Hay proposed that western gays take “a hand-up example from our potential allies” in other cultures, and went as far as to suggest:

“...that we Gay Men of all colours prepare to present ourselves as the gentle non-competitive Third Gender men of the Western World with whole wardrobes and garages crammed with cultural and spiritual contributions to share.”

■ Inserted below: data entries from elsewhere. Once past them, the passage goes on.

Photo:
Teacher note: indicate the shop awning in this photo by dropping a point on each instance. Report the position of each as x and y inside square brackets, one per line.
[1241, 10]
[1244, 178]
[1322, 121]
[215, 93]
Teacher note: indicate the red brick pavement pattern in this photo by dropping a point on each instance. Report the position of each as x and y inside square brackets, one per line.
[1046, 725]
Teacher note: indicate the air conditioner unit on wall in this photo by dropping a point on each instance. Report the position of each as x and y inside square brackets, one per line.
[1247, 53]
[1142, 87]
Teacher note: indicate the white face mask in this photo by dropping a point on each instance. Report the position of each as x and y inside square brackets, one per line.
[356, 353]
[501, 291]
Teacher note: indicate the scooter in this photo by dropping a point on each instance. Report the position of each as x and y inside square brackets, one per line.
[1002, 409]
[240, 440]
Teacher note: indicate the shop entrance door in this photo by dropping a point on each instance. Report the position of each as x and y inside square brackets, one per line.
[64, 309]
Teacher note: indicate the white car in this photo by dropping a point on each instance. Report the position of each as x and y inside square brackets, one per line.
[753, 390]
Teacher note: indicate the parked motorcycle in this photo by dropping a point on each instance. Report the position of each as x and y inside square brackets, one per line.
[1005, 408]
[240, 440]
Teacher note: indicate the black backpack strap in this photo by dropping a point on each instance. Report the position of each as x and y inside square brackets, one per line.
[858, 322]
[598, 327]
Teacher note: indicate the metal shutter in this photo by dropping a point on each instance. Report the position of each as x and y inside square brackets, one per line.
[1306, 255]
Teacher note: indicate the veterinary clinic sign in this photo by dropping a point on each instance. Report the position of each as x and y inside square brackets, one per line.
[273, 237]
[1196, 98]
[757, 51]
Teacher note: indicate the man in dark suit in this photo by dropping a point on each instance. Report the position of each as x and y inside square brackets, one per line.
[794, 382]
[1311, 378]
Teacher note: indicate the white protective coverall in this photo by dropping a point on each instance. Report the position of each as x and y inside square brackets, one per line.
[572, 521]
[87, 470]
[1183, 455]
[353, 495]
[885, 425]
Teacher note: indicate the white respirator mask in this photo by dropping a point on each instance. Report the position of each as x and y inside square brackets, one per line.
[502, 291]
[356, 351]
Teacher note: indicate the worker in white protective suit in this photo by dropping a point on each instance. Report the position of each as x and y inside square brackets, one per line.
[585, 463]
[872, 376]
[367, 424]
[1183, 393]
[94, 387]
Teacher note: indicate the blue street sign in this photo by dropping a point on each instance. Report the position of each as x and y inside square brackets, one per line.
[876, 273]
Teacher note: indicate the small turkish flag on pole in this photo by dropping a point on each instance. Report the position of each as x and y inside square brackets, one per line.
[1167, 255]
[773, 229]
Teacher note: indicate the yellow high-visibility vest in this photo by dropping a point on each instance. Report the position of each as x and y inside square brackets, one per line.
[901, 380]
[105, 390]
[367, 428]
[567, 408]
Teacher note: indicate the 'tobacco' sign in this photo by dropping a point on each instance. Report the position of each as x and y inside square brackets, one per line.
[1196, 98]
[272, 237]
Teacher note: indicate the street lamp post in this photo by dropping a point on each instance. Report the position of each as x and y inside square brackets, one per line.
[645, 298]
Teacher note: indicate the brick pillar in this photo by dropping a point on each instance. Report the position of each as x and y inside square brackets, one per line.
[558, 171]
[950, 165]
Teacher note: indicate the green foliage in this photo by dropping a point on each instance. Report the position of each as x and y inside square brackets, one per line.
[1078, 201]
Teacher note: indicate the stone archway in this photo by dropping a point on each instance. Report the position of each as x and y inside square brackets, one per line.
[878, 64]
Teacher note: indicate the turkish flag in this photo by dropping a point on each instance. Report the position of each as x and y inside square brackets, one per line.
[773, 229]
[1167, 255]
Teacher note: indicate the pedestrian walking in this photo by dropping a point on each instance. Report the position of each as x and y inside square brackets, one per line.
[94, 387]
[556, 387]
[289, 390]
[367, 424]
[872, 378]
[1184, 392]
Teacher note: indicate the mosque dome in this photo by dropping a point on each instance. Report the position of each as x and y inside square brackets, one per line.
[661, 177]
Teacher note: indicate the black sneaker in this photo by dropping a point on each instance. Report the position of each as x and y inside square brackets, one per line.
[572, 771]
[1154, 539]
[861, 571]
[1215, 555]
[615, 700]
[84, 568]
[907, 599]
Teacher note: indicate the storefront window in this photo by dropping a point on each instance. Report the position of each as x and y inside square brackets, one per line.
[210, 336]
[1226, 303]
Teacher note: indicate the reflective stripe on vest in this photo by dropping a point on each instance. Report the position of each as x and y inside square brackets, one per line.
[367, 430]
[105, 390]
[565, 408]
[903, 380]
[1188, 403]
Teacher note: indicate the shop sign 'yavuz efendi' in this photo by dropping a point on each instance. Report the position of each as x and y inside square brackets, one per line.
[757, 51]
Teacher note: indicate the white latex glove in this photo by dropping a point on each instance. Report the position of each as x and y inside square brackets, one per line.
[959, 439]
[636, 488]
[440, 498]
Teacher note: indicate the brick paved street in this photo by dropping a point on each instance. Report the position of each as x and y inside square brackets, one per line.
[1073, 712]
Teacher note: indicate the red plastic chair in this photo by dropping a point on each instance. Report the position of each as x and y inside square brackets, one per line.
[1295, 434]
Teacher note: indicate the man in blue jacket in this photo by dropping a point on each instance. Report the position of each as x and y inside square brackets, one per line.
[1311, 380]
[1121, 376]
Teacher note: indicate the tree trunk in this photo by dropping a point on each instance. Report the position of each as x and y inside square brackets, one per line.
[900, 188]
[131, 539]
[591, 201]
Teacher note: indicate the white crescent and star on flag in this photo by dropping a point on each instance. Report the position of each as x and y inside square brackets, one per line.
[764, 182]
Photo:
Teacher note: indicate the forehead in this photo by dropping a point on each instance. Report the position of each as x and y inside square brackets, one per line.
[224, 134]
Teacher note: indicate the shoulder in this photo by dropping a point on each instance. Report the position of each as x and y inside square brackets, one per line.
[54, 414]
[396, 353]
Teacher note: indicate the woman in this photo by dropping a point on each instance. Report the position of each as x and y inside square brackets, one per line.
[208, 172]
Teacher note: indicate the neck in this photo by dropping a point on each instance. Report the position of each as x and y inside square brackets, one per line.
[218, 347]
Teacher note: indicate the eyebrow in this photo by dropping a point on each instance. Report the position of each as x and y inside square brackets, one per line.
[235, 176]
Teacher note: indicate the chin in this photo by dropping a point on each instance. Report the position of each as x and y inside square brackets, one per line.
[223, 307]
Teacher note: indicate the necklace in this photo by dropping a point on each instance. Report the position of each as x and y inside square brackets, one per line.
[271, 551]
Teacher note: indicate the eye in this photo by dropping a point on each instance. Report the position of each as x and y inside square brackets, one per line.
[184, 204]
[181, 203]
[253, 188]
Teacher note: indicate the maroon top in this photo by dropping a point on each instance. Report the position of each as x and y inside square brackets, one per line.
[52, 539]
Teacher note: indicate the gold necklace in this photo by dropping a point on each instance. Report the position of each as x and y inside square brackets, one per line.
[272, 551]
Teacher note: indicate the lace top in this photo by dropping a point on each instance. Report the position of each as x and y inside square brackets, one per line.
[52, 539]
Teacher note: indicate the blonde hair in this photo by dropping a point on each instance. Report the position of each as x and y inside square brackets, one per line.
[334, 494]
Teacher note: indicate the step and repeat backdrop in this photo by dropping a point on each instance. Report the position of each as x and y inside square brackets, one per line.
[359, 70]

One of those talents, as identified by Hay, is gay men's capacity for what he called subject-SUBJECT Consciousness, the natural occurrence of what Edward Carpenter had called a “new power of perception corresponding to the blending of subject and object in consciousness.”

Hay wrote:

“The way out of our comprehensional stalemate, the quagmire into which the Binary inheritances of our brain-training and our cultural superstructure have hurled us.... Humanity must expand its experience to thinking of another, that other, not as object – to be used, to be manipulated, to be mastered, to be consumed – but as subject, as another like him/her self, another self to be respected, to be appreciated, to be cherished.”

He called out: “Brothers and Sisters, isn't it about time we started to tell our parent Society who we really are? Isn't it about time we helped them to understand that rather than being merely a sexual variation of them, in all other senses exactly the same of they, we are a Separate People with, in several measurable respects, a rather different window on the world, a different consciousness, which may be triggered into being by our lovely sexuality?”

But Hay understood there was a hurdle to overcome:

“...before we can do that, before we can tell them who we are, we shall have to begin telling each other. Up to now it's been easier to march in the streets and scream and holler than it has been to sit in a circle and examine and evaluate. It's been easier to pretend we're really almost the same as everyone else, although we don't fool the Heteros for a minute, than it is to dig and dig into the bicameral subterranean channels of collective memory – a cataloguing and a collecting we've been avoiding like the plague....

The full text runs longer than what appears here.